The maritime industry, which carries 90 percent of the world's traded goods, is on high alert in the wake of Osama bin Laden's murder.
However, investigators from the Government Accountability Office recently released a report stating that they were able to obtain counterfeit Transportation Worker Identification Credentials and gain access to secure port facilities. This, despite the fact that New Jersey Senator Frank Lautenberg stressed that TWIC cards require fingerprinting and federal background checks
to ensure workers have legal employment status, aren't mentioned on terrorism intelligence databases and have no history of crimes. "Fraudulent and counterfeit cards like the ones used by investigators could also be used as identification at airports or military facilities," Lautenberg explained. "The problems don't stop with fraudulent cards.
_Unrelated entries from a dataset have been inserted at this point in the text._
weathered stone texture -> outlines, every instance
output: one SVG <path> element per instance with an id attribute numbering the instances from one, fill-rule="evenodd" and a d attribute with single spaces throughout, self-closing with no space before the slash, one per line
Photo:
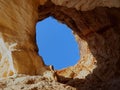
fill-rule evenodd
<path id="1" fill-rule="evenodd" d="M 43 75 L 77 90 L 119 90 L 119 7 L 119 0 L 1 0 L 0 77 Z M 48 16 L 73 30 L 81 56 L 76 65 L 54 71 L 38 56 L 35 25 Z M 6 82 L 0 87 L 9 90 Z"/>

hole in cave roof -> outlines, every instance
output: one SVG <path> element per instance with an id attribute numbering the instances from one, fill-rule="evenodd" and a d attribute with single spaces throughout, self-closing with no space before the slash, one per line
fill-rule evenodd
<path id="1" fill-rule="evenodd" d="M 53 17 L 36 24 L 36 41 L 39 55 L 46 65 L 59 70 L 75 65 L 80 59 L 78 44 L 72 30 Z"/>

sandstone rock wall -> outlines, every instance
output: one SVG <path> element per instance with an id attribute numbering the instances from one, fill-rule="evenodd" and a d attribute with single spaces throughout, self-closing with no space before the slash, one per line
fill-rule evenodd
<path id="1" fill-rule="evenodd" d="M 118 90 L 119 7 L 119 0 L 1 0 L 0 77 L 53 71 L 35 44 L 35 24 L 53 16 L 73 30 L 81 55 L 76 65 L 56 71 L 58 81 L 78 90 Z"/>

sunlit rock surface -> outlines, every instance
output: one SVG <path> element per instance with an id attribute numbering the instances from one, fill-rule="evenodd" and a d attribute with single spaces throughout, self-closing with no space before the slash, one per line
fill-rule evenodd
<path id="1" fill-rule="evenodd" d="M 0 88 L 119 90 L 119 7 L 119 0 L 1 0 Z M 81 56 L 76 65 L 54 71 L 38 56 L 35 25 L 48 16 L 73 30 Z"/>

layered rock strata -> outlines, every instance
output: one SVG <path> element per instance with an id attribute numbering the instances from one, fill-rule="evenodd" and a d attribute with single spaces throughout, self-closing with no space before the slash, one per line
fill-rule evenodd
<path id="1" fill-rule="evenodd" d="M 38 56 L 35 40 L 36 23 L 49 16 L 73 30 L 81 56 L 76 65 L 56 72 Z M 16 74 L 51 74 L 78 90 L 118 90 L 120 1 L 1 0 L 0 77 Z"/>

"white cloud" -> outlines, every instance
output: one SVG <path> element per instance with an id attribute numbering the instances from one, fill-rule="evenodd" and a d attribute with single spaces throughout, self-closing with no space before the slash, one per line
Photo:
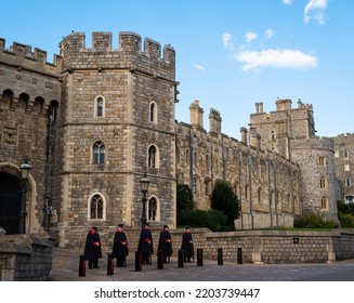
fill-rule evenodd
<path id="1" fill-rule="evenodd" d="M 323 25 L 325 23 L 327 1 L 328 0 L 310 0 L 304 9 L 304 24 L 307 24 L 314 19 L 317 24 Z"/>
<path id="2" fill-rule="evenodd" d="M 274 36 L 274 30 L 272 28 L 268 28 L 265 30 L 265 38 L 271 39 Z"/>
<path id="3" fill-rule="evenodd" d="M 199 70 L 206 70 L 206 68 L 205 68 L 202 65 L 197 64 L 197 63 L 194 65 L 194 67 L 195 67 L 196 69 L 199 69 Z"/>
<path id="4" fill-rule="evenodd" d="M 317 66 L 317 58 L 301 51 L 276 49 L 257 51 L 242 51 L 236 60 L 244 63 L 244 70 L 262 67 L 309 69 Z"/>
<path id="5" fill-rule="evenodd" d="M 224 32 L 222 39 L 223 39 L 224 48 L 232 48 L 232 43 L 231 43 L 232 35 L 230 32 Z"/>
<path id="6" fill-rule="evenodd" d="M 257 37 L 258 37 L 257 32 L 253 31 L 248 31 L 245 35 L 246 42 L 251 42 L 252 40 L 257 39 Z"/>

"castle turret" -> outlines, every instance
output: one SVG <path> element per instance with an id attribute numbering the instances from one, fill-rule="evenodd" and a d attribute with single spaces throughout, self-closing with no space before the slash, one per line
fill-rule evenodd
<path id="1" fill-rule="evenodd" d="M 311 137 L 291 143 L 292 161 L 301 169 L 302 210 L 337 220 L 339 183 L 331 139 Z"/>
<path id="2" fill-rule="evenodd" d="M 202 114 L 204 109 L 199 106 L 199 101 L 194 101 L 189 106 L 191 124 L 198 129 L 204 129 Z"/>
<path id="3" fill-rule="evenodd" d="M 220 113 L 213 108 L 210 109 L 209 114 L 209 131 L 213 134 L 221 133 L 221 117 Z"/>
<path id="4" fill-rule="evenodd" d="M 248 133 L 248 130 L 246 128 L 240 128 L 239 129 L 239 133 L 240 133 L 241 142 L 247 145 L 247 133 Z"/>

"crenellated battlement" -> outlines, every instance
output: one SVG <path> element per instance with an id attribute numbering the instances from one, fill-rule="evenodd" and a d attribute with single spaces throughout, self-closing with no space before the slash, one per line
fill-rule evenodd
<path id="1" fill-rule="evenodd" d="M 144 47 L 142 49 L 142 45 Z M 129 68 L 174 80 L 175 51 L 135 32 L 119 32 L 118 49 L 113 49 L 112 32 L 93 32 L 92 48 L 86 45 L 86 34 L 71 32 L 60 43 L 65 69 Z"/>
<path id="2" fill-rule="evenodd" d="M 53 63 L 47 61 L 47 51 L 30 45 L 13 42 L 6 49 L 5 39 L 0 38 L 0 62 L 9 66 L 30 69 L 42 74 L 60 75 L 62 57 L 54 54 Z"/>
<path id="3" fill-rule="evenodd" d="M 313 136 L 303 140 L 296 140 L 291 142 L 293 149 L 305 148 L 305 149 L 328 149 L 335 150 L 335 144 L 332 137 L 327 136 Z"/>

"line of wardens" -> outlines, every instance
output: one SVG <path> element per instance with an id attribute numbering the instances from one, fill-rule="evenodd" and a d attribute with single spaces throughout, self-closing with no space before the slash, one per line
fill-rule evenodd
<path id="1" fill-rule="evenodd" d="M 137 250 L 135 251 L 135 269 L 142 265 L 152 265 L 152 255 L 154 254 L 153 234 L 149 229 L 149 223 L 145 222 L 141 230 Z M 117 267 L 127 266 L 127 256 L 129 255 L 128 239 L 123 232 L 123 224 L 119 224 L 115 233 L 112 253 L 108 253 L 107 274 L 114 273 L 114 260 L 116 259 Z M 93 226 L 87 235 L 83 254 L 80 255 L 79 275 L 86 275 L 86 262 L 88 261 L 89 268 L 100 268 L 99 260 L 102 259 L 102 243 L 97 227 Z M 170 263 L 172 255 L 172 237 L 169 232 L 169 226 L 163 225 L 158 240 L 158 263 Z M 179 258 L 182 255 L 182 262 L 191 262 L 194 258 L 194 245 L 191 227 L 185 228 L 182 236 L 181 250 Z M 181 262 L 181 261 L 179 261 Z M 137 264 L 136 264 L 137 263 Z"/>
There are also issues with criminal background checks, immigration checks and a lack of safeguards to determine if an applicant even needs a TWIC card." CNN adds that the undercover government investigators were able to drive a vehicle containing a simulated explosive into major U.S. seaports by simply flashing the phony credentials. Florida Republican candidate John Mica explains to the media outlet that 10 years ago the Transportation Security Administration was instructed to issue biometric security cards to its workers to eliminate the need for guards to visually examine credentials. A readable system has yet to be approved. "Nearly half a billion dollars has been spent since TSA was directed to issue biometric security cards to transportation workers," said Mica. "Yet today, TWICs are at best no more useful than library cards." West Virginia Senator John Rockefeller plans to address legislation in the coming months to address the shortcomings exposed by the GAO. In Florida, however, Port of Palm Beach officials are confident that their security system won't let intruders slip through the cracks. The port has advanced ID verification
cards and multiple checkpoints across the facility. Every time someone swipes their badge, their photo pop ups on a security screen and identifies the area which they're going and their level of authorization for that area, Ken Hern, head of security, explains to WPTV-TV.